Why is free-trade sentiment gaining ground in Canada when it has become politically toxic in the U.S.? For one, Canadians crave new markets. Some 85% of exports go to the U.S., and a 40% leap in the value of the Canadian dollar against the greenback over five years has eroded competitiveness.
But the biggest driver behind a possible Canada-EU pact is the fear of labor shortages. Canada's labor pool is growing by just 123,000 a year, half the rate of 25 years ago. That number could drop to 42,000 by 2010, says business professor Linda Duxbury of Ottawa's Carleton University. Plunging birthrates have hit especially hard in Quebec, where aircraft maker Bombardier says it will need 3,500 more skilled workers by 2017.
Quebec's construction industry is also feeling the pinch. Masons, roofers, and carpenters are all in short supply.
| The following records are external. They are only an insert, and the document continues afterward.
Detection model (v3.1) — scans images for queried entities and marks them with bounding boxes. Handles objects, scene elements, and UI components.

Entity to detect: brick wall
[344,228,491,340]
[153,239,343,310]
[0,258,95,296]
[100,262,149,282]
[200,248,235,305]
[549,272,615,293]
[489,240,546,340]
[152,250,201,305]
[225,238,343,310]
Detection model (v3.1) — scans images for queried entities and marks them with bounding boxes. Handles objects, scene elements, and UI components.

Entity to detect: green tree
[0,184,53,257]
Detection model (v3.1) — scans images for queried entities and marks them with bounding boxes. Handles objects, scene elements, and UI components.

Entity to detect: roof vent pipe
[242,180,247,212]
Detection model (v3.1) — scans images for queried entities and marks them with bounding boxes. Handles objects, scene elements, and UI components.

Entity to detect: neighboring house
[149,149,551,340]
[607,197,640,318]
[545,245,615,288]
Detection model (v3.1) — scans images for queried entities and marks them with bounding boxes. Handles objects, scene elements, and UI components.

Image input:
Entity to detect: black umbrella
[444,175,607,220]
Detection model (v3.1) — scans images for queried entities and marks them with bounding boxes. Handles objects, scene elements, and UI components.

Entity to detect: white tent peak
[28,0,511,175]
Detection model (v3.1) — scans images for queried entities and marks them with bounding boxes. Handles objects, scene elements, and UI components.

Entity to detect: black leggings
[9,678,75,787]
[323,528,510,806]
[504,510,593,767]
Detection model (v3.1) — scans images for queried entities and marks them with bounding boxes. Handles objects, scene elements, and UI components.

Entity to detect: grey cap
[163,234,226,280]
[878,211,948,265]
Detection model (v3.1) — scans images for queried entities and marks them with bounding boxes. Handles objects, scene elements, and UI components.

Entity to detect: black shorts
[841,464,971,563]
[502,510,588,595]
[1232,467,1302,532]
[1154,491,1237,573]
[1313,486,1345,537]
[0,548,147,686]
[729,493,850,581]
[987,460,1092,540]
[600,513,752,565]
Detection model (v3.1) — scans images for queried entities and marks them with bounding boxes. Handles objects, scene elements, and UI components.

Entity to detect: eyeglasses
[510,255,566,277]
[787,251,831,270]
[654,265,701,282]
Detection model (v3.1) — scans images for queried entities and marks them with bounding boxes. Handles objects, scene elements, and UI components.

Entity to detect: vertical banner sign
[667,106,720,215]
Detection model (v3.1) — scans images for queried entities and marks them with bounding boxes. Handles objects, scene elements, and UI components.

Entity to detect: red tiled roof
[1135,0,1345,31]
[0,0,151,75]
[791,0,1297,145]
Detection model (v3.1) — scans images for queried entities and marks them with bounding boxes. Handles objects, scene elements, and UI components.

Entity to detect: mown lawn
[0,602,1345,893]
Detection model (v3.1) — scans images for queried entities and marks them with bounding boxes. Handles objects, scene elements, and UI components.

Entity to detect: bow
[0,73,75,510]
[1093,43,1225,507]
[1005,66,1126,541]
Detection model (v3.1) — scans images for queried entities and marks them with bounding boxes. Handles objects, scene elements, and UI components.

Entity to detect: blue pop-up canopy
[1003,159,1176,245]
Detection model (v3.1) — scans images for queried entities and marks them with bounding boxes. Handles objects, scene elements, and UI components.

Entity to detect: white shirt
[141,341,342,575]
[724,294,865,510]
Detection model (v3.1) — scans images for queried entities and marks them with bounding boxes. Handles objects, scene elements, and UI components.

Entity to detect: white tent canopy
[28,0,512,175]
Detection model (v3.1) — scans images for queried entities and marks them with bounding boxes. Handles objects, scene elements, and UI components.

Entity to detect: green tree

Until recently, Quebec's construction union, Centrale des Syndicats Démocratiques, kept tight control of jobs. And workers from most other provinces still must go back to school and pass a written exam, in French, if they want to work beyond six months. Now, with shortages intensifying, the union endorses freer labor mobility. "Twenty years ago, I don't think this would have been possible," says union president François Vaudreuil. "Now we have to open ourselves to the rest of the world."